What Changes During Midtraining
| Capability | Base Model | After Midtraining |
|---|---|---|
| Stopping | Never stops naturally | Stops at end tokens |
| Turn-taking | Doesn't understand roles | Respects user/assistant turns |
| Tools | Can't use functions | Formats tool calls correctly |
| Format | Ignores structure | Handles multiple-choice, JSON |
| Instructions | Inconsistent following | Better instruction adherence |
Training Hyperparameters
Key Differences from Pretraining:
- Data Size: 100-1000x smaller (100M-1B tokens vs 100B-2T)

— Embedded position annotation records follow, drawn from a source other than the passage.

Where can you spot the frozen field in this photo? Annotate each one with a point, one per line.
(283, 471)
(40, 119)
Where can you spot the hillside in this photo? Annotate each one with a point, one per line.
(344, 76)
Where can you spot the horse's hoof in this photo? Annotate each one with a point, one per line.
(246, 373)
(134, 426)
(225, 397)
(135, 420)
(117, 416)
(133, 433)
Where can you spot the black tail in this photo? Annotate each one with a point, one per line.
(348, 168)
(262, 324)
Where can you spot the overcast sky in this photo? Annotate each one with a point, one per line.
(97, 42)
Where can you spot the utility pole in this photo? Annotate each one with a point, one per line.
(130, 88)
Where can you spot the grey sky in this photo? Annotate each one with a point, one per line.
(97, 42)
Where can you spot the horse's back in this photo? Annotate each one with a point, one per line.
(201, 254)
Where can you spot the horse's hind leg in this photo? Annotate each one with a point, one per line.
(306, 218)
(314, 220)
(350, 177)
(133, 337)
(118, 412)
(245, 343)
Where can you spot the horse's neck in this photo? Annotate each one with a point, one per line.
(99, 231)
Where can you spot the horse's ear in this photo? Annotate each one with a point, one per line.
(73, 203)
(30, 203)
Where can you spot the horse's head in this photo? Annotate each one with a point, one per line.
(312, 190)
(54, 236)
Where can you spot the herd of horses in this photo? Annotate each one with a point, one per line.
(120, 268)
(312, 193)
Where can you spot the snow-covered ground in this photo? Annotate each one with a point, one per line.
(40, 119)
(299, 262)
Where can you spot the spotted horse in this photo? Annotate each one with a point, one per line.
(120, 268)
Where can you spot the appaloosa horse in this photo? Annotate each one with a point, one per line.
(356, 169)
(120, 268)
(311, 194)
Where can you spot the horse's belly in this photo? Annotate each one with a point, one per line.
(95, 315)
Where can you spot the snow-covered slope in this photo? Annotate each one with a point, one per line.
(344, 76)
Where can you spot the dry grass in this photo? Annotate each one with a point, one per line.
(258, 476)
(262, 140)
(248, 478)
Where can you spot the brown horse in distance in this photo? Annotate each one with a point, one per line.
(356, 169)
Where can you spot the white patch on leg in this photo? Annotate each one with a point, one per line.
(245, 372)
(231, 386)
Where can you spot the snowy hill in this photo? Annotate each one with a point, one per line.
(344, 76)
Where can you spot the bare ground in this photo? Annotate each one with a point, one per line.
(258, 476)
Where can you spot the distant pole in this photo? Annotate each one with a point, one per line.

- Learning Rate: Lower (1e-5 to 1e-4 vs 1e-4 to 6e-4)
- Epochs: Usually 1-3 epochs (vs 1 epoch for pretraining)
- Training Time: Hours to days (vs weeks to months)
- Cost: $100-$10,000 (vs $50K-$10M)
Why lower learning rate? The model already knows language - we're just teaching it structure. Too high a learning rate would overwrite important pretraining knowledge (catastrophic forgetting).
The Result: A Structured Model
After midtraining, you have a model that:
✅ Can complete sentences
✅ Has broad knowledge
✅ Understands conversation structure
✅ Stops at appropriate times
✅ Can use tools and functions
✅ Handles structured formats
⚠️ Better at following instructions (but not perfect)
❌ Still may generate unsafe content
❌ Behavior not fully aligned
❌ May still hallucinate
Example interaction:
User: "What is 2+2?"
Mid Model: "2+2 equals 4."
[Stops appropriately!]
User: "Now what is 3+3?"
Mid Model: "3+3 equals 6."
[Maintains conversation context]
User: "Calculate 1234 * 5678"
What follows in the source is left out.